JARED DE CANHA
The results from the recent Greek national election have seen the country veer to the left towards a more radical form of leadership in the form of 40-year-old Alexis Tsipras. This has not only increased tension among members of the Eurozone, but also across financial markets in response to the sweeping election promises made by the new prime minister, who has already begun implementing reforms in his first week in office.
The European debt crisis has been an ongoing struggle for the Eurozone since the onset of the 2008 global recession. This had a particularly devastating effect on the Greek economy, which has been on the receiving end of necessary bail-outs from neighbouring countries. However, with the election of the left-wing Syriza party, the economic strategies of Tsipras and his cabinet will come under increased scrutiny and could make the difference between whether or not Greece will remain a member of the European Union.
What do the Syriza Party stand for?
The prime minister and his party have a strong belief in reversing the austerity measures which were implemented by previous leaders in response to the large financial deficit faced by the country. Austerity measures refer to a government’s decision to cut expenses and reduce state spending in an attempt to reduce the state deficit. The Syriza Party, on the other hand, have a firm belief that these measures do not benefit the masses of unemployed and struggling Greek citizens.
The Syriza Party have set out to lead a coalition government with the centre-right Independent Greek Party. The Syriza Party were just two seats short of securing an absolute majority, but through their coalition have secured the 13 seats held by the Independent Greeks.
Tsipras also became the first Greek prime minister to decide on being affirmed as prime minister in a non-religious manner instead of the traditional religious ceremony. Tsipras, who is an atheist, avoided the customary blessings from the Athens Orthodox Church and was sworn in by Greek president Karolos Papoulias. His first act as prime minister was the laying of flowers at a Greek memorial dedicated to the Greek resistance fighters who lost their lives during World War II.
What reforms have been introduced?
The first noticeable change in Greece was the removal of the barriers surrounding parliament after Tsipras took office on 26 January 2015. The prime minister has also announced significant economic changes including the halting of privatised schemes, the reinstating of pensions, the reintroduction of a minimum wage, the removal of hospital visit and prescription fees, and the rehiring of public sector workers who were previously laid-off. Citizenship has also been granted to migrant children who were born and raised in Greece.
The Syriza Party have also vowed to renegotiate the devastating debts which Greece owes European lenders. Greece has been at the mercy of a trio of lenders, namely the European Commission, the International Monetary Fund and the European Central Bank, for the past five years, who have all insisted on austerity measures being taken by the past Greek leadership. This is said to change under the leadership of Greece’s youngest prime minister in over 150 years.
Implications of the election and the introduced reforms.
The election of a new radical leader in Greece has been well received by the Greek public, who have been hit hard by the past years of recession. Tsipras won the election on the promises he made to the Greece public, including the prospect of debt forgiveness and absolution, as well as rebuilding the broken spirit of the Greek people and the renegotiation of the terms of the bail-out which Greece received from the Eurozone.
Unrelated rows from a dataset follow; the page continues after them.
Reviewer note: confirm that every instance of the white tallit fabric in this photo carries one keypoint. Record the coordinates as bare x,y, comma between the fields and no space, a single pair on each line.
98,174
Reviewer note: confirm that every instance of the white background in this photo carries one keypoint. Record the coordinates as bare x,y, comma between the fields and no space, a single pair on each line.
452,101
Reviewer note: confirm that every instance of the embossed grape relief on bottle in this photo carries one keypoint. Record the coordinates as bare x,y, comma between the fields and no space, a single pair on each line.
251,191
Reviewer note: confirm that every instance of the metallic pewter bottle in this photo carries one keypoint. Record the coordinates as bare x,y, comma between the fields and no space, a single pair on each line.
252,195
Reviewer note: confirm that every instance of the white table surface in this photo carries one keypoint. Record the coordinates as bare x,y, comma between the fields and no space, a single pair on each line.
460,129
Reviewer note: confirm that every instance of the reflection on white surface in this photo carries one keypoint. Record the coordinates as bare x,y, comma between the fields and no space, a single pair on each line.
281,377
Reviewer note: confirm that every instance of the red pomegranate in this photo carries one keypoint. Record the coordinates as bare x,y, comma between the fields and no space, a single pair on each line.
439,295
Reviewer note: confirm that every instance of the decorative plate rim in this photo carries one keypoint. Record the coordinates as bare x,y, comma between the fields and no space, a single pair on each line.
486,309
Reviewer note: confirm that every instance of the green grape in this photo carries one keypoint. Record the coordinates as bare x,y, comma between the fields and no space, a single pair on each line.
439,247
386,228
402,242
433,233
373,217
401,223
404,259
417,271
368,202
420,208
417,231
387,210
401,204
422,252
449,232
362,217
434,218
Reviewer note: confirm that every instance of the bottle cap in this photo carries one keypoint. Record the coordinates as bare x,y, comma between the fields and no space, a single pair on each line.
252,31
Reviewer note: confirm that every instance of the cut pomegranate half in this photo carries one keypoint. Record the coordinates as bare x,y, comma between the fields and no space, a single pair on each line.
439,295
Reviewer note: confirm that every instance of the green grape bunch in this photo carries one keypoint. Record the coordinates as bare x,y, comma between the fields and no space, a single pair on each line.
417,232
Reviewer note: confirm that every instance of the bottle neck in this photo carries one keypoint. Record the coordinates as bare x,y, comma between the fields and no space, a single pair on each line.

Many Greek citizens are also supportive of the Syriza Party’s reforms which have opposed the cuts in public spending, wages and pensions and increases in taxes, which were necessary for Greece to impose in previous years in order to qualify for the bail-out they received.
European as well as global financial markets, however, have increased fears that the new leadership in Greece and their plans to renegotiate in order to eliminate their debt will increase the potential for another Greek bankruptcy, which will have a ripple effect across not only the Eurozone but also globalised markets. The reforms and promises which Tsipras has made have also caused friction among European lenders. In a recent interview with French newspaper Le Figaro, president of the European Commission Jean-Claude Juncker not only stressed that “There is no question of cancelling the debt,” but that if Greece fails to honour its previous commitments, there “will be no more credit” for Greece.
The election has also increased tensions between Germany and Greece, which were already present in Greece before the election. This is because many Greeks blame Germany, as Europe’s largest economy, for enforcing strict conditions attached to their key role in providing economic relief. The Syriza Party also used the promise that Germany be held accountable for their involvement in Greece during World War II in their election campaign. In fact, the Washington Post recently reported that Tsipras himself said that Greece is “going to demand debt reduction” as well as the money which, in his eyes, Germany owed Greece in reparations for World War II.
In a world of increasing globalisation and interconnection, the actions of a tiny Mediterranean country will have a ripple effect on us all. This is why keeping an eye on the developments in Greece over the next few months will be vital for all of us as global citizens.